Muslims around the world continue to celebrate Eid al-Adha as they slaughter cattle amid reduced festivities due to the coronavirus pandemic.
Today marks the second of the four-day feast of sacrifice, which coincides with the last days of Hajj in Saudi Arabia.
Eid al-Adha commemorates the Muslim belief that the prophet Abraham was willing to sacrifice his son as an act of obedience to God, before God replaced his son with a ram to be sacrificed instead.
Many Muslims who can afford it sacrifice cattle as part of the celebrations, as well as camels, goats, sheep or rams.
Muslim worshipers slaughter cattle during Eid al-Adha, the festival of sacrifice, in Lahore
Muslims attend prayers at a mosque in Peshawar, Pakistan. Eid al-Adha is the holiest of the two Muslim holidays celebrated each year and marks the annual Muslim Hajj pilgrimage to visit Mecca
People struggle to control a bull to be slaughtered for Eid al-Adha in Karachi, Pakistan
Muslims wearing masks prepare to slaughter a cow during an Eid al-Adha festival in Kuala Lumpur, Malaysia
The meat is distributed to the poor to commemorate Prophet Abraham’s willingness to sacrifice his son, but the economic crisis means many cannot afford to buy cattle.
The rule of sacrifice includes that the animal can only be slaughtered after the Eid prayer, and that it must be an adult at the time it is slaughtered.
Water must also be offered to the animal before the time of slaughter, and each animal sacrificed must be in perfect health without any physical defect.
The coronavirus has cast a shadow over this Eid, with fears of another spike in infections prompting authorities to warn people to minimize movement, avoid livestock markets and refrain from public gatherings to attend the slaughter of sacrificial animals.
Eid al-Fitr, marked in May, was followed by a spike in Covid-19 infections with new cases daily.
Man checks head of cow after slaughtering it during Eid al-Adha sacrificial festival in Banda Aceh
Men gather to slaughter camel for Eid al-Adha in Peshawar, Pakistan
Mosques have imposed strict hygiene rules to prevent the virus from spreading during Eid prayers, while families in many countries are unable to come together as they normally would.
Kosovo and the United Arab Emirates have also closed mosques to limit the spread of the virus.
In Lebanon, Muslim worshipers prayed in mosques under tight security, despite a partial lockdown imposed on Thursday that will continue until August 10.
The pandemic has pushed millions of people around the world closer to the brink of poverty, making it harder for many to respect the religious tradition of buying cattle.
In Somalia, the price of meat has increased slightly. Abdishakur Dahir, an official from Mogadishu, said for the first time he would not be able to afford a goat for Eid due to the impact of the virus on work.
“I could barely buy food for my family,” Dahir said. “We are surviving just for the moment. Life is getting more difficult every day.
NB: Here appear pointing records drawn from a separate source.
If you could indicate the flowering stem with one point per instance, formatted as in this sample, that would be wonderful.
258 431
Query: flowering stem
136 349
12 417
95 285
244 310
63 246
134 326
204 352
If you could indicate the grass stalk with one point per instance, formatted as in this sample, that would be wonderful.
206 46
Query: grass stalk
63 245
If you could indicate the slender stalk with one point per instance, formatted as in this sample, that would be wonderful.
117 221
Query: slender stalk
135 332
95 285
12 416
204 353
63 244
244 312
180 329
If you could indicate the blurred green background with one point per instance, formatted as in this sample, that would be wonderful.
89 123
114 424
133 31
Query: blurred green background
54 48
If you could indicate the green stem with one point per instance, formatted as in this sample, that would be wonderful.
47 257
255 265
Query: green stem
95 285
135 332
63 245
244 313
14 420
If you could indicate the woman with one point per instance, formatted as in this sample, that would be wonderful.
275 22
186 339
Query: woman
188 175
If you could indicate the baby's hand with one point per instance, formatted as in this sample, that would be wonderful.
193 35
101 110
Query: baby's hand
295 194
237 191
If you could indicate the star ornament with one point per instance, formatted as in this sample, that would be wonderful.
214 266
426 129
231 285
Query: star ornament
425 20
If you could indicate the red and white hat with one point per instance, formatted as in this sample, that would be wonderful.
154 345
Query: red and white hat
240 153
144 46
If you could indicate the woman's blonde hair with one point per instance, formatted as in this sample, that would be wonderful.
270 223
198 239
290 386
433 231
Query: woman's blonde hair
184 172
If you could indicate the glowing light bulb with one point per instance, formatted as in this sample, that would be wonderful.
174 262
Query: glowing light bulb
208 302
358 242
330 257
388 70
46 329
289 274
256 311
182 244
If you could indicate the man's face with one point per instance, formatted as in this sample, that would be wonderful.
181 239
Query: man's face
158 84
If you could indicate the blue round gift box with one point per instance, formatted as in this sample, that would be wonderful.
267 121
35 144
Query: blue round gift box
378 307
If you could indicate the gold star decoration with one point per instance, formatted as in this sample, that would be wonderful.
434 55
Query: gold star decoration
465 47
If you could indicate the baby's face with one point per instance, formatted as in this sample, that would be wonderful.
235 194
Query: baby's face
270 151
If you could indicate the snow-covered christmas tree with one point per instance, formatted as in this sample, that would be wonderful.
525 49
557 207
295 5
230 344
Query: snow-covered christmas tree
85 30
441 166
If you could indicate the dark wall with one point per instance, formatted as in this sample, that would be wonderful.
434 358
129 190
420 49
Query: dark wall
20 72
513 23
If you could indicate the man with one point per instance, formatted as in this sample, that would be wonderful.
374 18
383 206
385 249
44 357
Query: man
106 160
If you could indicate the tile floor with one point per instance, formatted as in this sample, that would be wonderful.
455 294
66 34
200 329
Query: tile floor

Butchers load a truck with meat from cattle during Eid Al-Adha in Baku, Azerbaijan
Man helps slaughter sheep for Eid al-Adha, which typically sees meat distributed to poor people, in Kabul, Afghanistan
In the photo above, worshipers prepare to sacrifice a camel in Lahore as part of their celebrations
Muslim worshipers prepare to slaughter a camel during Eid al-Adha or the “Festival of Sacrifice” in Peshawar
Muslim pilgrims keep their distance by walking around the holy Kaaba while making the Hajj pilgrimage to the Great Mosque of Mecca, which coincides with Eid al-Adha
People carry a goat in a rickshaw for the start of Eid al-Adha in Mumbia, India, which is taking place under the unprecedented circumstances of the pandemic that has brought many people closer to poverty
Iranians now buy sheep from cattle market in Tehran to slaughter for Eid al-Adha
A man carries a sacrificial goat which is usually shared to celebrate Eid al-Adha in Denpasar, Indonesia
The hajj pilgrimage has also been significantly affected by the virus. Last year some 2.5 million pilgrims took part, but this year only 10,000 pilgrims already residing in Saudi Arabia were allowed to participate.
Saudi Arabia’s health ministry said there had been no cases of Covid-19 disease among pilgrims this year.
The government has taken many precautions, including testing pilgrims for the virus, monitoring their movements with electronic bracelets, and requiring them to self-quarantine before and after the hajj.
Pilgrims were selected after applying through an online portal, and all had to be between the ages of 20 and 50.
Sheikh Abdullah al-Manea, a member of the Supreme Council of Great Scholars of Saudi Arabia, used the Hajj sermon on Friday to congratulate the kingdom’s rulers on their “wise decision” to limit the number of pilgrims and protect human life .
“We thank the positive role of Muslims around the world who have complied with the country’s regulations to protect them from the spread of this virus, which leads to the protection of Mecca and Medina,” the sheikh said.